Phil had a problem. He knew that in order for the business he founded and led to survive and thrive long term, it needed to transform the way it operated. But there was a complex human mystery that needed to be solved before he could make the changes necessary. This is the story of how Phil used BehavioralOS® (BOS) to debug the communication dynamics holding his team back and future-proof his business.
Phil Carrigan is the founder and President of Morunda, a Tokyo-based executive search firm focused on the Pharmaceutical and Medical Device Sector. In 2018, Phil emerged from a year-long recovery from near-death experience to see the business with fresh eyes. The situation was stark. Though revenues were still good and the business had survived his absence, he could see clearly that the way the company was operating wasn’t sustainable. As Phil put it:
“We were changing, we didn’t want to work the way that we had worked. What got us to where we were was not gonna get us to the next level, and we knew if we wanted to have a long-term sustainable business that is firm and enjoyable, we needed to flip the whole thing on its head.”
But chronic communication problems had led to festering resentments and a culture of fear that posed an existential threat to the very existence of the business. There wouldn’t be any successful transformation of business process without addressing the people problems. It was clear to Phil that without swift intervention, top sales people would soon leave, communication would continue to erode, and revenue would soon begin to dry up.
Phil brought in BOS to decode the the complex human dynamics that were preventing him from implementing critical process changes and threatening the business.
The first step was to conduct a BOS Group Scan to get a behavioral x-ray of the whole team. Phil used the data from the group survey to get a high resolution picture of what specific behaviors needed to be prioritized at the leadership level in order to begin transforming the culture. Next, it was time to focus on individual relationships amongst the leadership team. With the help of BOS coaches, each member of the leadership team used BehaviorTuner® to exchange direct, non-anonymous 1-1 feedback. The impact was swift and significant.
Reflecting on his own data-enabled feedback conversations, Phil commented that he “had a lot of ‘a-ha’ moments, and they reinforced things that I might have been feeling but did not have the vocabulary to describe the feeling or behavior.” As each leadership team member got deeper into their own behavioral expectations and assumptions with each other, Phil notes that the process helped them “build up trust with one another.”

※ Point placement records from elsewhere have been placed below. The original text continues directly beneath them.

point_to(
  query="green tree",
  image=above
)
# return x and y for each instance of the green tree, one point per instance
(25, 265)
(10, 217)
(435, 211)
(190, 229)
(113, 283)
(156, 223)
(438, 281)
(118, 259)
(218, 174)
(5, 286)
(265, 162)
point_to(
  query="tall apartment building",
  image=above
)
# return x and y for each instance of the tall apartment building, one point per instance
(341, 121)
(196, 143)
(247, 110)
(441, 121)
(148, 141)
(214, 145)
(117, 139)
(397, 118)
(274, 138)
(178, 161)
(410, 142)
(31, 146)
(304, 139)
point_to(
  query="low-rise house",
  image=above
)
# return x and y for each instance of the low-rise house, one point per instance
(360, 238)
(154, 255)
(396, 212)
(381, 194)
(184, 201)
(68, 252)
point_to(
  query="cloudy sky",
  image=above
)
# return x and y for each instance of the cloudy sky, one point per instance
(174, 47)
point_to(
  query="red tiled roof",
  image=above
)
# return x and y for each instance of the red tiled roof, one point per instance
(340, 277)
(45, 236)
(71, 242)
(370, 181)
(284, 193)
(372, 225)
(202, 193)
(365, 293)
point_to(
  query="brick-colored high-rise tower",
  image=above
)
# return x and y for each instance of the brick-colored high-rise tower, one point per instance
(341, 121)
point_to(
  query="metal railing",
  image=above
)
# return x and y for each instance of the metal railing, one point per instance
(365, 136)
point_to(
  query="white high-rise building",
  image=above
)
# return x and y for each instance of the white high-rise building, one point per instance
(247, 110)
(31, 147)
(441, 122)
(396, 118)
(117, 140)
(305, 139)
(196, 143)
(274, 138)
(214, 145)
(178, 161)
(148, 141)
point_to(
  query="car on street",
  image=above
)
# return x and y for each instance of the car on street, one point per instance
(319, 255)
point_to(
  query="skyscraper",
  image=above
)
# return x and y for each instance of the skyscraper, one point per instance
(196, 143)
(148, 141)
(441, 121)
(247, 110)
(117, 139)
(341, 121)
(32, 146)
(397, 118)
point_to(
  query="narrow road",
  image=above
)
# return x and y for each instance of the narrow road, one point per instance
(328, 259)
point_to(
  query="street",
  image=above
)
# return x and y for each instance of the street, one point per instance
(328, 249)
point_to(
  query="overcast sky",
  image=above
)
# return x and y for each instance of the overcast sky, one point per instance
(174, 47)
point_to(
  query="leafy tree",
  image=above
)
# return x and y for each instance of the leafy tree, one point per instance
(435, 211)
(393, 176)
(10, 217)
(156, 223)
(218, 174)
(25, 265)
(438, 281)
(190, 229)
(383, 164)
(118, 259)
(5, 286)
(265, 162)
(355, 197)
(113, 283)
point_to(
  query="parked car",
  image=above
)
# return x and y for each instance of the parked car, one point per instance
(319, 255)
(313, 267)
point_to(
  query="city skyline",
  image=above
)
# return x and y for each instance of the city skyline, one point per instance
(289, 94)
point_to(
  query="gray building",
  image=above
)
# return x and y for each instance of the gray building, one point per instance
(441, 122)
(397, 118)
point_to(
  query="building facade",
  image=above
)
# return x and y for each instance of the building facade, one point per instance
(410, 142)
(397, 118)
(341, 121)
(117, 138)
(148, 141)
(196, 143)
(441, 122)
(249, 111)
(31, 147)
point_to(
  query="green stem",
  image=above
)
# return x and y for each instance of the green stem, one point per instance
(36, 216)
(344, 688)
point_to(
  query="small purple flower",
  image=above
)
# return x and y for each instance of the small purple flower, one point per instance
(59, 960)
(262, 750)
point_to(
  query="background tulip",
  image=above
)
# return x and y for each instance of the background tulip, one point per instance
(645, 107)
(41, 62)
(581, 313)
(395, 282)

In addition to improving interpersonal relationships and increasing trust, the organizational culture was starting to shift. The office became a happier place. The team finally had a common behavioral language, and a proven repeatable process for talking about the hard stuff.
The business impact impressed Phil. As he put it, the improved communication process “allowed us to do our client meetings much more effectively, and give feedback to our clients more effectively, and to candidates.” Retention issues resolved, and Phil recounts even being able to help a team member make a decision about moving on that was mutually beneficial.

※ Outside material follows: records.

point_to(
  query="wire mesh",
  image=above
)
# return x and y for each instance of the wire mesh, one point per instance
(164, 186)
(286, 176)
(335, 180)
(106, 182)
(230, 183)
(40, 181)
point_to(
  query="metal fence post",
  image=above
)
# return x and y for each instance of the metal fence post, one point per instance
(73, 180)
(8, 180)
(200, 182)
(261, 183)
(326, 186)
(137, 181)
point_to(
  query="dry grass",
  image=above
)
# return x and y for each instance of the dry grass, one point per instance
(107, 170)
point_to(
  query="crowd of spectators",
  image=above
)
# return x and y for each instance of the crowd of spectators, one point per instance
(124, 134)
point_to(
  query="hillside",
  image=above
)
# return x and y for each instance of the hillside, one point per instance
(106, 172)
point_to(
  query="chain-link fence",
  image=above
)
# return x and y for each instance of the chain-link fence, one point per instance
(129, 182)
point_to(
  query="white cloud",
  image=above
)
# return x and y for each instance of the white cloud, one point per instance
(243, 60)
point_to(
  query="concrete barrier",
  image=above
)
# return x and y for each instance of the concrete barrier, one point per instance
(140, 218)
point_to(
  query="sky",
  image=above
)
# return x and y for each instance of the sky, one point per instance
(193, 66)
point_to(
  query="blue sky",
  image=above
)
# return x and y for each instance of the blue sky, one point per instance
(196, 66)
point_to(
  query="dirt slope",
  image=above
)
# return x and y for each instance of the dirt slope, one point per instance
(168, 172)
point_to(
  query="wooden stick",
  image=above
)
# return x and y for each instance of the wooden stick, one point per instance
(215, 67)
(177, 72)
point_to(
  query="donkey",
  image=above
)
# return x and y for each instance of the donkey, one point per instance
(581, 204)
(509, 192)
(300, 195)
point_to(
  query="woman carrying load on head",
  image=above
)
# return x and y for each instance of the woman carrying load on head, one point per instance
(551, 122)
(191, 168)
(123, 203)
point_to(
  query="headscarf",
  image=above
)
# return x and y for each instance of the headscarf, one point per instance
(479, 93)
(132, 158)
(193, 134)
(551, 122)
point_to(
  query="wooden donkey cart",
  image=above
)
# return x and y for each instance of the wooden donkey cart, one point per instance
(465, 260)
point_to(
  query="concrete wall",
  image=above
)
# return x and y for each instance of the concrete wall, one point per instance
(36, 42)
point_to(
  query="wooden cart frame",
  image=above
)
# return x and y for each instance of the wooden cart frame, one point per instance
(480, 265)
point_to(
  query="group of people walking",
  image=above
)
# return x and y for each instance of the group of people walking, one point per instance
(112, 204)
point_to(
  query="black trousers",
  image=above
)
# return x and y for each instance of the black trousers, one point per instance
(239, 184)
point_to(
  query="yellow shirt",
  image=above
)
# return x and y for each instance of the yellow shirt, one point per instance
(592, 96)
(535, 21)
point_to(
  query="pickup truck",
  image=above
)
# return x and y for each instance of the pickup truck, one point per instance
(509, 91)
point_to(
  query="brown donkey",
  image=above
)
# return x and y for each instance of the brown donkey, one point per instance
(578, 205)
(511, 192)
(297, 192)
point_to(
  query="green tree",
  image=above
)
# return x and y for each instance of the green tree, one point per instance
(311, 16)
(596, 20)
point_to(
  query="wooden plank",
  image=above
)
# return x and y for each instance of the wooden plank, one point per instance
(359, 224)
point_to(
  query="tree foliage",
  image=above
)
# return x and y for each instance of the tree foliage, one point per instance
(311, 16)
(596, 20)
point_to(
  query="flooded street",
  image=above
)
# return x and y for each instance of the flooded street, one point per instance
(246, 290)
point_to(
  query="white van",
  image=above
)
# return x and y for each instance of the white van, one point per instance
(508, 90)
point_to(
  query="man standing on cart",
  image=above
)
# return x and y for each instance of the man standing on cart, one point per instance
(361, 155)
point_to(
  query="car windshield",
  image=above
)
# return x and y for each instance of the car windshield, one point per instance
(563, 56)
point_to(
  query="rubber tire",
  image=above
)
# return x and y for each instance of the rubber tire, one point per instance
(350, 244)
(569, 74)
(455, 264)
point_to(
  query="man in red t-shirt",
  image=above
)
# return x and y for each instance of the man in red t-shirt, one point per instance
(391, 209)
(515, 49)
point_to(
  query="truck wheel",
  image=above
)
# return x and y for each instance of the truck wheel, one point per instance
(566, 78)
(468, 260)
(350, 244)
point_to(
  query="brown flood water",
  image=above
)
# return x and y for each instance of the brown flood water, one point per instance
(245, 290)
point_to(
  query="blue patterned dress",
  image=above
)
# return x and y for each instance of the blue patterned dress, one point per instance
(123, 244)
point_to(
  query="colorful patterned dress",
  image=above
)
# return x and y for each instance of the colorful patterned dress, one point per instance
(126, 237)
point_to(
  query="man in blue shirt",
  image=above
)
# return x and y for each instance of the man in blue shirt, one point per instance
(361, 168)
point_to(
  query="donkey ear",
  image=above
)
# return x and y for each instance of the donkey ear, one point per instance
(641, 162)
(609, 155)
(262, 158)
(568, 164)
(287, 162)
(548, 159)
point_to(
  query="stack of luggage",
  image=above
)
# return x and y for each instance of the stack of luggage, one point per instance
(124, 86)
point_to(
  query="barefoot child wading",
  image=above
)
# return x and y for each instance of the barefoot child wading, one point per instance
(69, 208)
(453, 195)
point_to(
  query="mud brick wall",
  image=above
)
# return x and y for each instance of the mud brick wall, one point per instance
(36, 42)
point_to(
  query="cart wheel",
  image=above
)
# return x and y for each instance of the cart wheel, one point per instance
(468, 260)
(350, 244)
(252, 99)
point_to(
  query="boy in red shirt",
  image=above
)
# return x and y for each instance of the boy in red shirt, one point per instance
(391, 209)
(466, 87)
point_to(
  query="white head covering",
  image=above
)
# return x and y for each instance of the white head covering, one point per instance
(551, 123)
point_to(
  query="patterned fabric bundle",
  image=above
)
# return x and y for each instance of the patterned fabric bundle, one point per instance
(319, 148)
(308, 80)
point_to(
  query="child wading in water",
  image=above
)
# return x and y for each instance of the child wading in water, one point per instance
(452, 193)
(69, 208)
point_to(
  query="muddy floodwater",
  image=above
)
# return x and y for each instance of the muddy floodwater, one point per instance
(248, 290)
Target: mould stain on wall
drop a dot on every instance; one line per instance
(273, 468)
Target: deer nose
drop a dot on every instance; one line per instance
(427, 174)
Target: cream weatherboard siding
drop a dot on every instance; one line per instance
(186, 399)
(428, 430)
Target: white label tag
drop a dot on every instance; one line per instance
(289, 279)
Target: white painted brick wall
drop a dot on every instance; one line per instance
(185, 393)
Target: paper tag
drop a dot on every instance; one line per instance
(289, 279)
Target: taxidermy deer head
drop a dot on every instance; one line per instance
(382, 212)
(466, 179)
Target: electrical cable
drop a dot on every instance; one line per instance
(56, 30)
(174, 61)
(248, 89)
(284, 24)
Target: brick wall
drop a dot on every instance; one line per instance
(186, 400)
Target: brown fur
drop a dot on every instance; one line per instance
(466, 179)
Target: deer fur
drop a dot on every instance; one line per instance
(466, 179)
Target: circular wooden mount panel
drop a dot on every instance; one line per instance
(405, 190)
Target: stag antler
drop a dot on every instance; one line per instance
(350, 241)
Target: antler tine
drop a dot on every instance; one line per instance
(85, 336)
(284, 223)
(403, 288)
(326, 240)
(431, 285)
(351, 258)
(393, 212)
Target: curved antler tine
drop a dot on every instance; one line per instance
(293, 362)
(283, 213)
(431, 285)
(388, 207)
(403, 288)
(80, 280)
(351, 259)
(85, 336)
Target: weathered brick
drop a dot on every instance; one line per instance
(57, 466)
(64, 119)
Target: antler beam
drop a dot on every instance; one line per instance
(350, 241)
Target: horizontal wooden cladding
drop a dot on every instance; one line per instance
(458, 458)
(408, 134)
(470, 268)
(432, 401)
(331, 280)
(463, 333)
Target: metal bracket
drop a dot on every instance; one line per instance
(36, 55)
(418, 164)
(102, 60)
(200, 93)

Phil also has seen an improvement to the company brand. There has been a marked increase in the number of candidates reaching out to Morunda to work there based on its reputation as a great place to work. This has afforded Morunda’s leaders even more selectivity with new hires, ensuring that new hires fit in with, and contribute to the new healthy culture. Phil describes the reputational boost this way:
“I think because of the training and tools, and because of the changes that we’ve made, we have big fans inside the the company. We don’t just have employees, we have rabid fans. It is not uncommon now for people to say, ‘I love Morunda.’”
With a new foundation of trust, and a culture powered by direct, open dialogue, Phil and his leadership team were able to successfully implement dramatic business changes—reinventing and future-proofing Morunda. As a result, Morunda has continued to thrive and grow through great volatility in the market and a global pandemic. When asked how he had such vision for addressing the people issues before process, Phil demonstrated why he is such an effective leader:
“I guess I’ve been in the business long enough that, you know, it’s the way that we had worked, this business can be fairly transitionary, it’s a service business. So all you have is your people, and in any business, whether you’re making widgets or you’re a service business, the most important aspect of that business are the people who are in that company. And if the people are either unhappy, dissatisfied, then it doesn’t matter if you’ve got the most wonderful product in the service in the world, it’s the people that make the magic happen.”
As for the future, Phil is already looking to further digitize the business, while at the same time investing even more heavily in BOS communication tools and processes to foster direct dialogue both internally and extend the benefits to clients and candidates. Whatever challenges come, the Morunda team now has the trust and communication dynamic to adapt, innovate, and continue to build more rabid fans.